UK solar energy generation overtook electricity from coal over the last six months. It is a historic year for getting energy from the sun, according to a new analysis.

As reported by The Independent on 4th October, research undertaken by the Carbon Brief website discovered that UK solar energy produced almost 7,000 gigawatt hours of electricity in contrast to coal producing 6,300 GwH between April and September 2016.

At 10% more, this solar energy data perhaps indicates an apparent shift in paradigm in regards to fossil fuel usage. The report goes on to say that 2015 solar capacity almost doubled. However, due to a lack of government support, UK solar energy has struggled to convince investors to get behind it.
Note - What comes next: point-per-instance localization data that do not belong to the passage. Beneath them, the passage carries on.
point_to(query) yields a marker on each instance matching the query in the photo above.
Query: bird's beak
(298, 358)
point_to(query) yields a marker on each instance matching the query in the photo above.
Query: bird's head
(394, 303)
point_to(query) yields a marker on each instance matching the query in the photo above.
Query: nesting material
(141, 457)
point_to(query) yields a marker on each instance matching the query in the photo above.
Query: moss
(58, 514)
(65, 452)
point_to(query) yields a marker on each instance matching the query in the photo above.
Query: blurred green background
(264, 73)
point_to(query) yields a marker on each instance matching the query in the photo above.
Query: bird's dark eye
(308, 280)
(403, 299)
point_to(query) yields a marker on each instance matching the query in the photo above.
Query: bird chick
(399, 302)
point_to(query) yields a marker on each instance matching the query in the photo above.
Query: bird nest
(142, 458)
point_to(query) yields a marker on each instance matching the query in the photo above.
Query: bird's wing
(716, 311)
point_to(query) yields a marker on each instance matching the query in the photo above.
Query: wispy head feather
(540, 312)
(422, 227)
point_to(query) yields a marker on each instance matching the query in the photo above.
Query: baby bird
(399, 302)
According to the Independent, James Court, Head of Policy at the Renewable Energy Association, said that five years ago the possibility of solar overtaking coal seemed unimaginable. He said that these newest figures illustrate falling costs and a rise in demand for solar, as one of the cheapest forms of power. If 5 years ago this was unimaginable, can you imagine what might be possible in another five years?  With a concerted, joined up effort in the battle to rid ourselves of the big polluters we could lobby and garner support to steer the earth towards clean energy.
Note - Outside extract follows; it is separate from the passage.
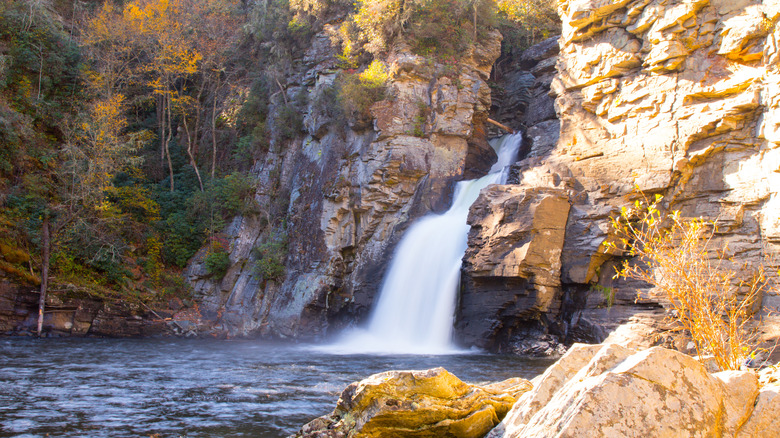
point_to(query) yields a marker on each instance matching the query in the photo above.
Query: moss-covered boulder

Trend Currently Only Seasonal

However, despite this awesome news, the trend is seasonal. It probably won’t continue into winter when UK solar energy is less in supply and demand for heating rises drastically. So, although there is something to celebrate, we cannot and should not rest on our laurels. We cannot assume that this trend will continue without action.
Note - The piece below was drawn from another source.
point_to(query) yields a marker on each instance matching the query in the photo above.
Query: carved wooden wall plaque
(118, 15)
Despite this, scientists are working on innovative technology to store energy from the summer sun until we need it in winter. And the development and utilization energy of storage systems have been increasing. These store energy until we need it. The report in The Independent mentioned hydro schemes as one solution.

We’ve seen excesses in renewable electricity lowering prices and even taking prices negative, as in countries like Germany. This also generates another money-making opportunity when demand rises again. According to industry experts, there are multiple gigawatts of capacity that are being proposed or are ready to be developed, but a joined-up and supportive policy structure is critically needed.

Juliet Davenport, chief executive of renewable energy was quoted in The Independent as having observed a renewable revolution on UK rooftops with over 750,000 homes benefiting from solar energy

We really hope this transition continues at light-speed and cleans up our environment quickly. What individual actions do you think we can take to encourage this shift from fossil fuels?